This work addresses the empirical design and poor generalizability of flux limiters in numerical simulations of hyperbolic conservation laws. We propose the first differentiable, TVD-guaranteed, data-driven framework for flux limiting. Methodologically, we parameterize a second-order flux limiter as a convex combination of Minmod and Superbee, model its weight via a lightweight neural network, and embed it within a differentiable finite-volume solver for end-to-end optimization—explicitly enforcing both the TVD condition and second-order accuracy throughout training. Contributions include: (1) the first neural parameterization and differentiable training of flux limiters; (2) superior performance over most classical limiters on shock/discontinuity problems governed by Burgers’ equation and the 1D Euler equations—even when trained exclusively on the linear advection equation; and (3) plug-and-play compatibility with existing CFD codes, delivering significant gains in both accuracy and robustness.

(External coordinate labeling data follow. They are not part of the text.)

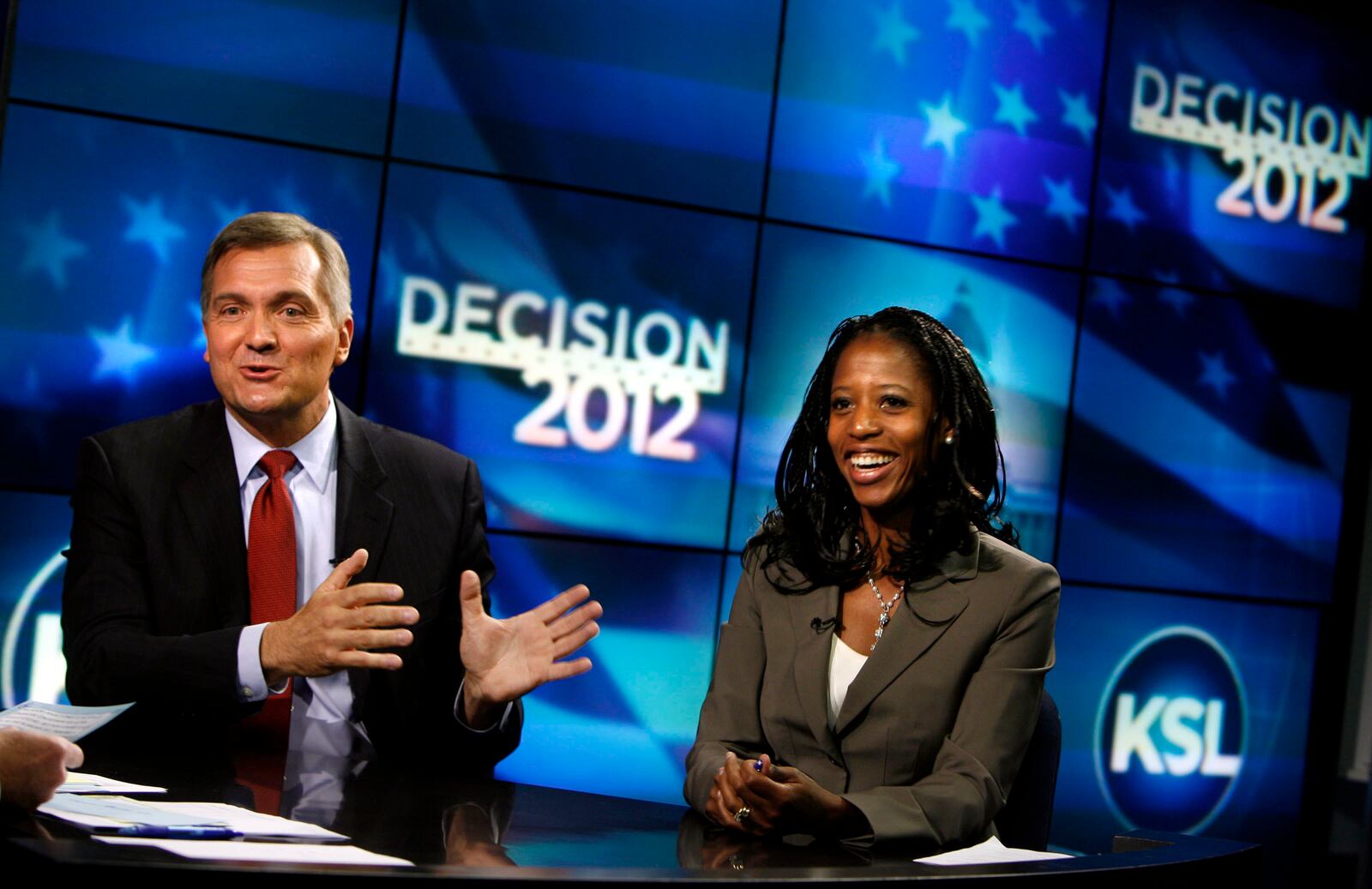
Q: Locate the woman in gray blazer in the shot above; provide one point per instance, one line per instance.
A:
(880, 672)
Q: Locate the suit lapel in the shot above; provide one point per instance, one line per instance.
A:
(930, 608)
(813, 648)
(363, 516)
(210, 505)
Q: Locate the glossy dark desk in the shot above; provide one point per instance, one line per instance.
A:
(489, 832)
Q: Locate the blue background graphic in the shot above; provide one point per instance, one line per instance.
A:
(1175, 387)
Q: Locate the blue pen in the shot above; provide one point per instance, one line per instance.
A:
(162, 832)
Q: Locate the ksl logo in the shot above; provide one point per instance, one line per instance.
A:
(1170, 731)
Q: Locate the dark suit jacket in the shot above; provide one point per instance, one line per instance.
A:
(157, 589)
(935, 724)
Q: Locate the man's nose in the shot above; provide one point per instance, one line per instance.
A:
(866, 422)
(261, 333)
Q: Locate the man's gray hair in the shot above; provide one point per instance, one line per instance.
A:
(258, 231)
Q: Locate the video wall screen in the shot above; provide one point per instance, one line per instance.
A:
(1235, 150)
(600, 250)
(658, 99)
(624, 727)
(1183, 715)
(585, 351)
(313, 72)
(33, 532)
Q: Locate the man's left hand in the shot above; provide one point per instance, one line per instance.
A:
(507, 658)
(779, 800)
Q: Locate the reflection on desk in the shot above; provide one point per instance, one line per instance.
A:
(450, 823)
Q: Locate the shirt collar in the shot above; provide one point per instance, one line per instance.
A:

This paper presents a data-driven framework for learning optimal second-order total variation diminishing (TVD) flux limiters via differentiable simulations. In our fully differentiable finite volume solvers, the limiter functions are replaced by neural networks. By representing the limiter as a pointwise convex linear combination of the Minmod and Superbee limiters, we enforce both second-order accuracy and TVD constraints at all stages of training. Our approach leverages gradient-based optimization through automatic differentiation, allowing a direct backpropagation of errors from numerical solutions to the limiter parameters. We demonstrate the effectiveness of this method on various hyperbolic conservation laws, including the linear advection equation, the Burgers' equation, and the one-dimensional Euler equations. Remarkably, a limiter trained solely on linear advection exhibits strong generalizability, surpassing the accuracy of most classical flux limiters across a range of problems with shocks and discontinuities. The learned flux limiters can be readily integrated into existing computational fluid dynamics codes, and the proposed methodology also offers a flexible pathway to systematically develop and optimize flux limiters for complex flow problems.